Tony Gherardini is no stuffy bureaucrat. As Executive Director of the Department of Personnel & Administration (DPA) for Colorado, United States, he preaches and practices servant leadership.
At staff meetings, Gherardini tells his team to be “public service ninjas” who are agile and eager to share credit. “We’re here to make life better and easier for those that we work with and those that we’re here to serve,” he tells The CEO Magazine.
“There are a lot of good people within government that are working very hard to provide efficient and effective solutions and saving money where possible while also improving the outcomes on what they deliver.
“We know we’re doing a good job if those departments that we support don’t even remember that we exist, because we’re a support organization. We’re not supposed to be in the spotlight.”
Gherardini guides a department often working out of the spotlight, but critical for the functioning of the state government.
DPA’s work allows government agencies to serve state residents by providing human resources services and carrying out tasks such as printing, accounting and managing properties. The agency also oversees the comptroller’s office and administrative courts.
“My department is unique,” Gherardini says. “Instead of me serving the population directly, my responsibility is to ensure the administrative ability of all our departments, who can then directly serve individuals.”
Gherardini took an unconventional path to DPA, but public service has been a throughline in his career. After finishing university, Gherardini served simultaneously as a civilian police officer in a Colorado community and a military police officer in the state National Guard. His unit was deployed to Afghanistan in 2010 and he was tasked with overseeing a detention facility.
“That kind of established basis of understanding of how the way the work gets done at the leadership and strategic level really plays out in the lives of people and that decisions have impact that could sometimes be different than your intent of those decisions,” he says.
Gherardini was promoted to detective upon returning and pursued a master’s degree in public administration. He joined the Colorado government’s Department of Human Services after graduating and was promoted to DPA Executive Director in 2021.

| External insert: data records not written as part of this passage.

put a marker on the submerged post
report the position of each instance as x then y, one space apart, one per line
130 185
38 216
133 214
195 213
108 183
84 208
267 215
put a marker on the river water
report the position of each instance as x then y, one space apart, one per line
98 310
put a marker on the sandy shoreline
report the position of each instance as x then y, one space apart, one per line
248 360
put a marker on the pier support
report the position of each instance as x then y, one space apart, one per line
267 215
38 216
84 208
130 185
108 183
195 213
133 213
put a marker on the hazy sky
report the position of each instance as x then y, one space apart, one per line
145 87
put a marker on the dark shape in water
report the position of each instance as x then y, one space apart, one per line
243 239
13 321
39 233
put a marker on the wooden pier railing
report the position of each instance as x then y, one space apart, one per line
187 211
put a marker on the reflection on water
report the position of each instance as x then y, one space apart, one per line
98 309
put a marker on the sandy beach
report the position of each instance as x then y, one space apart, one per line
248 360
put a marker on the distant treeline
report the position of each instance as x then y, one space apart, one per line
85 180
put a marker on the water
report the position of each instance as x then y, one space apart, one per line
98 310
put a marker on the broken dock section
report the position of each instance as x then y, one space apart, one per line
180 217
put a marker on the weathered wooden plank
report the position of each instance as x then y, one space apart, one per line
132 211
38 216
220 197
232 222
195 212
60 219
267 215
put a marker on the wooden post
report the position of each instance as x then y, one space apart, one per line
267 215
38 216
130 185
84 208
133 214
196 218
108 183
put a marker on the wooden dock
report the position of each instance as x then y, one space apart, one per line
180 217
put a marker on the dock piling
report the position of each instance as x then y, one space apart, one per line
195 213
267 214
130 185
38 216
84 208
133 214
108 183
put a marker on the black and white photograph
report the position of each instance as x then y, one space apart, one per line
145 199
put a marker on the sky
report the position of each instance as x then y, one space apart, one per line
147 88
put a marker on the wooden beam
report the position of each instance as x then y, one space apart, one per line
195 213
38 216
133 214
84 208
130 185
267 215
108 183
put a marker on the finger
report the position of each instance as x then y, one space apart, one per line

Gherardini assumed his current position at a tumultuous time: the state government was adjusting to what would come in a post-COVID-19 pandemic world. It presented special challenges for the DPA, which strives to recruit top talent, but also manages a sizable property portfolio which would be used less as people worked more from home than the office.
“We had to strike a balance between allowing the state to remain competitive for hiring and retaining individuals in a market where a lot of companies are still having folks work from home, and being able to provide the appropriate level of service and responsiveness to the public,” he says.
DPA embraced a hybrid work model with staff working from home or the office. “But there’s not really a paradigm any longer in which we ask folks to come in five days a week unless they have an essential skill, like a nurse or a doctor, police officers, firefighters and the tradespeople,” he adds.
Carrying out change isn’t always easy in government. And achieving it means going to the legislature, which represents the people and controls the purse strings.
Gherardini has championed a more sustainable funding model for DPA known as automatic allocation. It draws on the private-sector concept of allocating revenues for overhead costs – and sets criteria for automatically incrementing the allocation as needed.
“There’s not an automatic funding stream to connect the growth of overhead to increasing the size of the overhead agency, which is then required to provide that support,” he points out. “You can’t just keep layering on requirements but not resourcing an organization.”
Working with the private sector – and turning to it as a source of best practices – is a constant for government agencies.
“There is no scenario where the government could do what it does without the private sector providing the horsepower and the energy to be able to do those things,” Gherardini insists.
The state government works with various vendors, including Broadspire, which provides customized, integrated claims solutions for clients such as governments and leading public companies.
Gherardini describes two schools of thought in government procurement. In one school, public servants say, “We will reach out to the vendors when we want them, otherwise they should stay out”, so the relationship doesn’t become cozy, he explains.
The other school, which he subscribes to, embraces a close partnership. “The business community can bring up new and interesting ideas,” Gherardini says.
“They help us to be innovative and solve things in ways that hadn’t occurred to us, because we’re two different paradigms and think about problems in different ways.”